From what I see in you list the answer is you don't. I mean you lack any true anti tank weapons especially anything that can bust a land raider. I mean other then dropping behind the rhinos with your dread to guarantee at least one of his transports go down then killing every one inside with the other units that land that turn your options are limited, only other option I can think of for you is to run up try and melta his rand raider then try and kill Kharns unit before he counter assaults.


----------



## gen.cross (Mar 26, 2010)

Well im gonna drop the dread and pod.... Replacing it with a pack of long fangs with 3xML and 2x Lascannons, that would leave me with enough pts to get a razorback, which if i drop somethings i can get something on it besides HBs.


----------



## gen.cross (Mar 26, 2010)

actually if i make them all have ML and can give the Razorback TWLC.


----------



## gen.ahab (Dec 22, 2009)

That will help. Drop one man from each GH squad and throw in a PF wolfguard in power armor. You will actualy save points on them. IF you want to give them all combi-melta I would do it.


----------



## gen.cross (Mar 26, 2010)

Yea i was thinking of that thanks allot.


----------



## Ordo Xeno Commander (Jan 17, 2007)

If you drop the GH's you loose the second special weapon though, because you need the 10 men to have 2.


----------



## gen.cross (Mar 26, 2010)

I know... im not sure about dropping a GH for a WG... ether way, I should try it out see what happens


----------



## gen.ahab (Dec 22, 2009)

It is better than the std GH PF and you still get the melta shot.


----------



## gen.cross (Mar 26, 2010)

well I've fixed somethings is this enough Anti tank just in general?
HQ
Rune Priest, TDA, Murderous Hurricane and JOTWW-

Rune Priest, Murderous Hurricane and Fury of the Wolf Spirts, Bike

Elites
8 Wolf guard- 4 in TDA d PF, FB, FB, TH/SS
4 b PF and Combi-something (one in each of the GH Packs)


Troops
9 Grey Hunters b 2x flamers and DP

9 Grey Hunters b 2x flamers and DP

9 Grey Hunters b 2x flamers and DP

9 Grey Hunters b 2x flamers and DP

Fast Attack
4 Swift claw Bikers and Multi-Melta Attack bike, Melta gun

4 Swift claw Bikers and Multi-Melta Attack bike, Melta gun

4 Swift claw Bikers and Multi-Melta Attack bike, Melta gun

Heavy Support-
6 Long fangs b 3X ML and 2X Lascannon and Razorback b TWLC

Anything on the new improvements?


----------



## Cyklown (Feb 8, 2010)

Is it the rhinos that are wrecking you or the LR?

If it's the latter then you need meltaweapons. MMs on speeders would take care of that. Lascannons _can_ do it but you really need that 2/3-ish pen rate and ap1 to do a number on it.
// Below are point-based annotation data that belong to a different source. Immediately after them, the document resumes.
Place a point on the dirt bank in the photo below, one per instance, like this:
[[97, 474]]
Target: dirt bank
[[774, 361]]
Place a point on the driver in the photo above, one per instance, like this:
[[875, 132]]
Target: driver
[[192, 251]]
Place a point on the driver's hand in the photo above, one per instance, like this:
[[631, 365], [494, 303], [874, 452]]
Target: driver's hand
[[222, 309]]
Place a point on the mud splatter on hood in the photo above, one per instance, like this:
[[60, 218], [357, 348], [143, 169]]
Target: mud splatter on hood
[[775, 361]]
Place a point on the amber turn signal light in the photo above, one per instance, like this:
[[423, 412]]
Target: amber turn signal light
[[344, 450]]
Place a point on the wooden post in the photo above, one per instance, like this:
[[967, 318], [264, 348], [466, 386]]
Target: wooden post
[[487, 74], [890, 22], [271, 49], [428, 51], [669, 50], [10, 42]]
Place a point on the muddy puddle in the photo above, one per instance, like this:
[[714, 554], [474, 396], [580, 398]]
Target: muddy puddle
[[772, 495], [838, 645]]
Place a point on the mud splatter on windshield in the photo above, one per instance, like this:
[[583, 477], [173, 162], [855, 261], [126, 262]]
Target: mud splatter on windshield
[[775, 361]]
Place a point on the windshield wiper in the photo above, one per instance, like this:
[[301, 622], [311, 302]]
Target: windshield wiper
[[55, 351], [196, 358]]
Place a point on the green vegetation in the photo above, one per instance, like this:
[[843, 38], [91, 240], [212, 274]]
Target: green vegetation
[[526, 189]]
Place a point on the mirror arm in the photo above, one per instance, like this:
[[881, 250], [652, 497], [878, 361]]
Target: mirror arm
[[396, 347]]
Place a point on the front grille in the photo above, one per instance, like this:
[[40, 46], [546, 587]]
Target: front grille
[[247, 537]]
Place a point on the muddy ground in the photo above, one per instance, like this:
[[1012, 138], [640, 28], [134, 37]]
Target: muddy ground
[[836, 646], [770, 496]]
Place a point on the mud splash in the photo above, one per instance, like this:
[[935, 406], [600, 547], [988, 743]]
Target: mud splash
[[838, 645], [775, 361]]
For the rhinos: antivehicle things. Autocannons are your friend. Do Wolves get Rifleman dreads? If so, 2 tl autocannons on a venerable dread would be amazing for this. Even with possesion you're looking at a 75.6% of imobilizing outright or destroying a dread each turn. That doesn't factor things like weapons destroyed into it. That's pretty boss. Heck, tank hunters would increase that waaaay up there (since it adds 4 more 1/6 chances to get a pen, and half of all pens are either immobilizeds or destroyeds), pushing it up to expect behavior a destroyed or immobilized Rhino a turn.


----------



## gen.cross (Mar 26, 2010)

Its mainly Kharn if I can get him to walk first turn even if i have to sacrifice a unit, his army won't have enough momentum and killing power to break my lines or scatter my force.


----------



## toalewa850 (Mar 21, 2010)

Get a Devastator Squad or a Tank. Then you will destrot him!:laugh:


----------



## gen.cross (Mar 26, 2010)

He is really good at taking out vehicles and well everything (kills a squad on the charge) if i can take out the Raider I will be safe for a at most two turns, giving me time to slag the other rhinos and Defiler. by then I should have allot a good amount of extra ground I can shoot them to death and assault them first. I know how too, its just how should I go about it.


----------